2019 Women in Real Estate: Annemarie DiCola, Trepp, LLC

September 17, 2019 - Spotlights

Name: Annemarie DiCola

Title: CEO 

Company Name: Trepp, LLC

Association/Organization Affiliations (REAL ESTATE ONLY): Commercial Real Estate Finance Council (CREFC), Advisory Board of the NYU Stern Center for Commercial Real Estate Finance Research, Commercial Real Estate Women (CREW), President’s Council of the Real Estate Roundtable

What is your favorite motivational quote?
My favorite quote (which hangs in my office) is, “If you don’t know it’s impossible, it’s easier to do.” To me, this means: Never talk yourself out of doing something because it’s hard. If you believe it can be done, you have already empowered yourself to get it done. When I look at the important things we’ve done at Trepp, especially the challenges we’ve tackled, and the mountains we’ve climbed, this quote stands out because we continue to advance. At the end of the day, don’t negotiate against yourself. 
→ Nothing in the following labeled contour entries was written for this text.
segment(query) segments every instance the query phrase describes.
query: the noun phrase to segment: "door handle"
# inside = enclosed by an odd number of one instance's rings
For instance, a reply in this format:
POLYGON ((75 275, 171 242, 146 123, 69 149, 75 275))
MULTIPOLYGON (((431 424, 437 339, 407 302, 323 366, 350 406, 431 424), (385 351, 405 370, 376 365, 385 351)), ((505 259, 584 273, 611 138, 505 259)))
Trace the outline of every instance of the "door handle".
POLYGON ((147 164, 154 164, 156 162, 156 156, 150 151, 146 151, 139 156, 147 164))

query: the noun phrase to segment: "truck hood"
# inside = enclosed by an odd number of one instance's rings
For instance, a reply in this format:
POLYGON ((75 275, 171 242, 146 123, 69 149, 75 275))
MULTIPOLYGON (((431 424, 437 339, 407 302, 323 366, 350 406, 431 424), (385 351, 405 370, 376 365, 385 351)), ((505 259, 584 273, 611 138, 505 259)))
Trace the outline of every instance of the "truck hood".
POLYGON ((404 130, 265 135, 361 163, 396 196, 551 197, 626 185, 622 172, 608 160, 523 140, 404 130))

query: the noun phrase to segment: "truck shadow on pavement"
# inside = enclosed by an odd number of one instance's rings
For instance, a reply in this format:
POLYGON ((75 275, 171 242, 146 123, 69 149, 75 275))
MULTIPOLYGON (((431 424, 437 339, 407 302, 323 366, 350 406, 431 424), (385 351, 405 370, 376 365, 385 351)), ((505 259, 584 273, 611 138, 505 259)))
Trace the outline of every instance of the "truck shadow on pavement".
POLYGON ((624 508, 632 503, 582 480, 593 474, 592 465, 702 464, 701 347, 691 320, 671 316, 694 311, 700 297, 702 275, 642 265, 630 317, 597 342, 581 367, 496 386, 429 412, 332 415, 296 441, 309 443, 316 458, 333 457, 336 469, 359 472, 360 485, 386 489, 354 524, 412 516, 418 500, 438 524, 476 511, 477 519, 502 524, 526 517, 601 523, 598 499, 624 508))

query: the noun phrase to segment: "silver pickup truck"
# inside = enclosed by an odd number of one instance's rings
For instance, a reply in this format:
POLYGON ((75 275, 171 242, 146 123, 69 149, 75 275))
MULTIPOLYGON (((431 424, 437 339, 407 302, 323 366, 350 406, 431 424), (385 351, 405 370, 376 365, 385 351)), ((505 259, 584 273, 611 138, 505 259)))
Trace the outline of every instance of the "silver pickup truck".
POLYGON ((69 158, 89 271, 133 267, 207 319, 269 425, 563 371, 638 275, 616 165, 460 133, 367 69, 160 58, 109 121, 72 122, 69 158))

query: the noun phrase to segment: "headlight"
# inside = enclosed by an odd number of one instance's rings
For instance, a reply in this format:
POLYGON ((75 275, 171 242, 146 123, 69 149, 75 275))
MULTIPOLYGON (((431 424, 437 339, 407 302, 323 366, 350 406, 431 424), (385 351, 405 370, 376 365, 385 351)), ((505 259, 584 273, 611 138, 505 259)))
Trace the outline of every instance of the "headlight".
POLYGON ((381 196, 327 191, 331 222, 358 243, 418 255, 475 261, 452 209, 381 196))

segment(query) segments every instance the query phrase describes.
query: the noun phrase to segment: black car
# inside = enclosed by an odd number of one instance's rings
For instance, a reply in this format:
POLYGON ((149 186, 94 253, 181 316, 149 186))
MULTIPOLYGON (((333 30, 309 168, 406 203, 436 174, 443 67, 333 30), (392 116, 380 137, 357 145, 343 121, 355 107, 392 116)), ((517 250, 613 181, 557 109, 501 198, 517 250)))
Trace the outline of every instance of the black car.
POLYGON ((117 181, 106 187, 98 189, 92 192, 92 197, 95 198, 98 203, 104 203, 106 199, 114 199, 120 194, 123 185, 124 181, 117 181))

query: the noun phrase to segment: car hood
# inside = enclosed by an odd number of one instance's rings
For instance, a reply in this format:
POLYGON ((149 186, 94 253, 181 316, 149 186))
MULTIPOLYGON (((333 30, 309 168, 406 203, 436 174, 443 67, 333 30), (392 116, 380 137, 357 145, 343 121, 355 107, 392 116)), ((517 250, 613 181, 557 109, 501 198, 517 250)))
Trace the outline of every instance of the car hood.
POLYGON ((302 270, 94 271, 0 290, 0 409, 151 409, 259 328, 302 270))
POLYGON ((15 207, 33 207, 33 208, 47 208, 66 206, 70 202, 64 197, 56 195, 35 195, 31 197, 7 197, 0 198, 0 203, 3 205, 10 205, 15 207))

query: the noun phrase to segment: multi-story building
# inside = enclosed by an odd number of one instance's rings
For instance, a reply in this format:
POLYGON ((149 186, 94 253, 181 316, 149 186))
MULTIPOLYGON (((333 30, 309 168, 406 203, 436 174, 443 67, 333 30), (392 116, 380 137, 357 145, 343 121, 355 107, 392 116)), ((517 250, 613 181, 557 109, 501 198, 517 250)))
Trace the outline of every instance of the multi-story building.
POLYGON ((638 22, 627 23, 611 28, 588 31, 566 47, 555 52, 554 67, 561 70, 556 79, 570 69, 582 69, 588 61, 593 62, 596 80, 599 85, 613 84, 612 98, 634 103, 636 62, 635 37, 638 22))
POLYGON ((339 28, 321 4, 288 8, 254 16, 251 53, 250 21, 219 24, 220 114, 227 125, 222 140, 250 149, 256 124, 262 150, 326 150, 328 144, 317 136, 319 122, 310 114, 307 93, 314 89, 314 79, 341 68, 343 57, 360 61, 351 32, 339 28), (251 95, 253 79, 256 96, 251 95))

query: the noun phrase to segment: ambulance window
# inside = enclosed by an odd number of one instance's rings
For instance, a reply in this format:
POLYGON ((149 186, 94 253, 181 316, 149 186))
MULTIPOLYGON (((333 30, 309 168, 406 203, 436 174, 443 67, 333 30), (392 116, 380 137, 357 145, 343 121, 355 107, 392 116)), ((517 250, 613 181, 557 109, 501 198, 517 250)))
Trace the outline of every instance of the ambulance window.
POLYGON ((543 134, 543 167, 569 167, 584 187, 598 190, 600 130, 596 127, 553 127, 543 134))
How do you hold your own in a negotiation?
The most important thing to do is to know your walk-away point. You have to go into a negotiation privately aware of everything you are willing to give up and everything that you are not. It is also important to start the negotiation by getting some easy agreement going. Find the areas of commonality that help you connect with the opposing side and send a message that you both can get this done. 

What is the best advice you have received, and who was it from?
The best advice I have received was from a former boss on my first day of work. He said, “Remember one thing; you are more valuable to me when you disagree with me.” This allowed me to realize that because no one knows everything, it is helpful if we point out other viewpoints and perspectives to each other. It was an important message early in my career about the value of diverse views: The need to have multiple perspectives in a room so that you reach a better decision that will have seen the problem from all sides.

What recent project or transaction are you most proud of?
During the fiscal crisis, we were selected by the Federal Reserve to provide insight and analysis of newly issued CMBS assets. That was a groundbreaking achievement for us. More recently, I’m proud of the work we’ve done with US banks to help them assess their commercial real estate risk for stress testing and address new CECL accounting regulations. We continue to succeed at helping banks, insurance companies and commercial mortgage REITs better assess their level of risk and exposure to this important but cyclical asset class. 

What was one of your biggest accomplishments in the last 12 months?
We’ve instituted a number of ways to drive innovation at Trepp–we keep improving our development to more modern and responsive forms of product building, we have created a team within Trepp to focus on constant innovation, and we’ve brought in additional talent to drive even more creativity and more innovation.

What books, blogs, podcasts, resources or influencers would you recommend to women?
Well, of course I recommend Trepp’s blogs and research for everyone who seeks great insights about the commercial real estate industry. In addition, I recommend “TED Talks.” My favorite is a must-see for women – and frankly for everyone. It’s titled “Your Body Language May Shape Who You Are,” by Amy Cuddy. Her premise is that while body language affects how others see us, it also affects our attitudes based on how we hold our bodies. She posits the theory that we should adopt a “power pose” – something that winning athletes do. If we do so before a speech or a difficult conversation, we send our mind a message that we will succeed – and we do. 

Who inspired you to join the CRE Industry?
For me, this is not a question of who, but what. When I was in law school, I spent summers interning at law firms. I had the opportunity to do a rotation among corporate law, litigation, and commercial real estate. I realized then that I loved commercial real estate! I valued how productive it was; it had a clear goal to accomplish, working with tangible assets. I enjoyed the overall positivity and progress that it represented, which I found to be the most rewarding. I had an early passion for commercial real estate – and I still do!